In June 1995, Chechen guerrillas occupied a hospital in the southern Russian town of Budyonnovsk (in Stavropol Krai), taking over 1,000 hostages. Federal forces attempted to storm the hospital twice and failed; the guerrillas were allowed to leave after freeing their hostages. This incident, televised accounts of war crimes and mass destruction, and the resulting widespread demoralization of the federal army, led to a federal withdrawal and the beginning of negotiations on March 21, 1996.

Separatist President Dudayev was killed in a Russian rocket attack on April 21, 1996 and the Vice-president Zelimkhan Yandarbiyev became president.
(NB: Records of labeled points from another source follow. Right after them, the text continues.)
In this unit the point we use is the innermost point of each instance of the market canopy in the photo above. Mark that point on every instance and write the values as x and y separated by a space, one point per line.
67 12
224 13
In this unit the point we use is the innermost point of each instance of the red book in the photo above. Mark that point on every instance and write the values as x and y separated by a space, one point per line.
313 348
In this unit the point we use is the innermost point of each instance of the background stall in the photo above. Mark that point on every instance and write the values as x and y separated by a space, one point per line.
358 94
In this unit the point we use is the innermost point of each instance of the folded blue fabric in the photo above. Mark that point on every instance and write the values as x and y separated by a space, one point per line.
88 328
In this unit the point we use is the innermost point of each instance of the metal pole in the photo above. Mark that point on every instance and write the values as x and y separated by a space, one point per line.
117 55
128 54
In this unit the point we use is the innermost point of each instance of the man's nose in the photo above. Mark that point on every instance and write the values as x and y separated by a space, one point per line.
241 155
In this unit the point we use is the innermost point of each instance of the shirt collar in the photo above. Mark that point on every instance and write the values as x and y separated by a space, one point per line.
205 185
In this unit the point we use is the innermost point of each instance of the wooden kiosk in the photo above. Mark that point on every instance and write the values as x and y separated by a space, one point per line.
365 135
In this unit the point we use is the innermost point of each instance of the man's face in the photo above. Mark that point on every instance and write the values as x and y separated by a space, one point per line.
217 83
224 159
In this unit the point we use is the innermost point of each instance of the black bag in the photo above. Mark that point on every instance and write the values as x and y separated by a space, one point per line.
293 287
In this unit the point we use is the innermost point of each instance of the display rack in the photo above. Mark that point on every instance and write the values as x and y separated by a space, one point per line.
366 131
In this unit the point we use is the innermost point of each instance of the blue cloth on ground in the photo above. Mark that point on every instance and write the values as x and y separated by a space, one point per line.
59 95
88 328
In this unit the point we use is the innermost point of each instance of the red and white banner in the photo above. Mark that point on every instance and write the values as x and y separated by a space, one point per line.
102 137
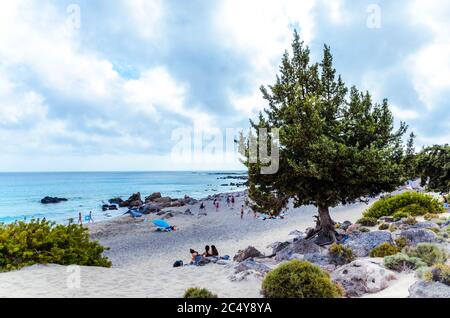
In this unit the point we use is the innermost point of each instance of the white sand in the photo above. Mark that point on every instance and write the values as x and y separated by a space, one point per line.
142 259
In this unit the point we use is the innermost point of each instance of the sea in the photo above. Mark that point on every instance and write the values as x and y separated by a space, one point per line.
21 193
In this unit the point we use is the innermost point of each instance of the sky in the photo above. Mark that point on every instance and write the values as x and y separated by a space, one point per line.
97 85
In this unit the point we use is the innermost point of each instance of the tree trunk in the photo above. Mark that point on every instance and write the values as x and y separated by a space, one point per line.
325 227
326 223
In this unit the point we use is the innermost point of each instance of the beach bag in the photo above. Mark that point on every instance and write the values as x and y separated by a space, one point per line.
178 264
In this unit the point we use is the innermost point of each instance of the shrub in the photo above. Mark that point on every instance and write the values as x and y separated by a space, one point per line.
367 221
384 249
400 262
399 215
429 253
402 242
431 216
198 293
393 228
340 254
410 220
408 202
296 279
438 273
42 242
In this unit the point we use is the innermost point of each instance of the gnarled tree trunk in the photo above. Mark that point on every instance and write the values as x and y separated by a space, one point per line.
325 226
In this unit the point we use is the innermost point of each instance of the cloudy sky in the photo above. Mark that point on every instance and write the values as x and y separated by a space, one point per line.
103 85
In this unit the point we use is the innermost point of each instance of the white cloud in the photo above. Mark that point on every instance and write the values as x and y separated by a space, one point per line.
146 16
430 65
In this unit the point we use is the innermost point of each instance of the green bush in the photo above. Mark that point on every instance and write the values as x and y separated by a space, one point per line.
402 242
431 216
340 255
429 253
367 221
42 242
410 220
399 215
438 273
400 262
198 293
384 250
383 226
296 279
408 202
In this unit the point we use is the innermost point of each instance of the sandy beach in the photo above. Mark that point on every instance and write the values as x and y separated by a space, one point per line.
142 258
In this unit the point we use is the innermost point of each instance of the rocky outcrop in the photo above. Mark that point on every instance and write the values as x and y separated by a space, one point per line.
250 264
424 289
301 246
363 243
416 236
362 276
249 252
53 200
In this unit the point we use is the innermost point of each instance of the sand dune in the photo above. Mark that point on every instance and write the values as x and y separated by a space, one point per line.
142 259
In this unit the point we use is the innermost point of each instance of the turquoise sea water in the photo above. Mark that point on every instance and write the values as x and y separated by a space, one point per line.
20 193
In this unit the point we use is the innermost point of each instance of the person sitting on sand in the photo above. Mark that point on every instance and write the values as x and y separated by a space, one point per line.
194 254
207 252
214 251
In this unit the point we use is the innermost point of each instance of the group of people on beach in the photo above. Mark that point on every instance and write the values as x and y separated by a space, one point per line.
88 218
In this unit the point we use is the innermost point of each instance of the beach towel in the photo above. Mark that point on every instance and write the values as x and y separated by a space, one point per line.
161 223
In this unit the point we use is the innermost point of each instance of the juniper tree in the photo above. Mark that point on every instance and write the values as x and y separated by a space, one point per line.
336 145
433 167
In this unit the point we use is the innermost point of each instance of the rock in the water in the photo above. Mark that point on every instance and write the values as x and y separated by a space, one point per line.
153 197
416 236
362 276
363 243
51 200
424 289
117 201
298 247
251 264
150 208
249 252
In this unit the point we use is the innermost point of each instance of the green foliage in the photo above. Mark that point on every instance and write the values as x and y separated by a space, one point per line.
402 242
198 293
434 165
41 242
429 253
401 262
383 226
411 203
384 249
296 279
336 144
438 273
410 220
399 215
431 216
367 221
340 255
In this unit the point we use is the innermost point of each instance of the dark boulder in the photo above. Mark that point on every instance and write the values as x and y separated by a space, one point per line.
51 200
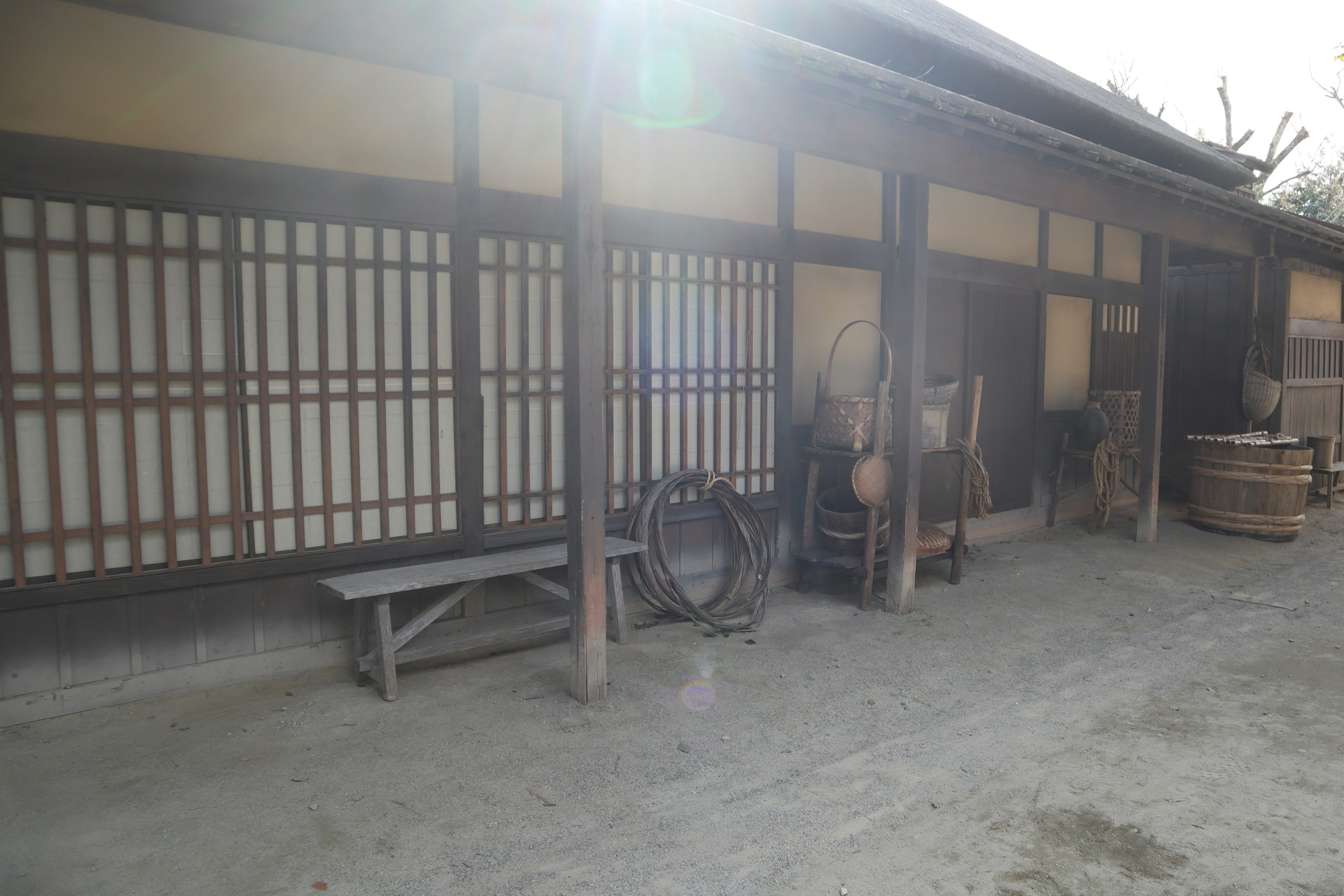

Negotiations on Chechen independence were repeatedly finally tabled in August 1996, leading to the end of the war and withdrawal of federal forces.

In the later stages of the First Chechen War, a large exodus of non-Vainakhs occurred. In the case of the originally 200,000 strong Russian minority, this is usually cited as a result of growing anti-ethnic-Russian sentiment among the Vainakh populace, which had been suppressed during the rule of Dudayev (who, despite appealing to Chechen nationalism and secession, was a native speaker of Russian, and most importantly was married to a Russian), who in some cases supported Russia.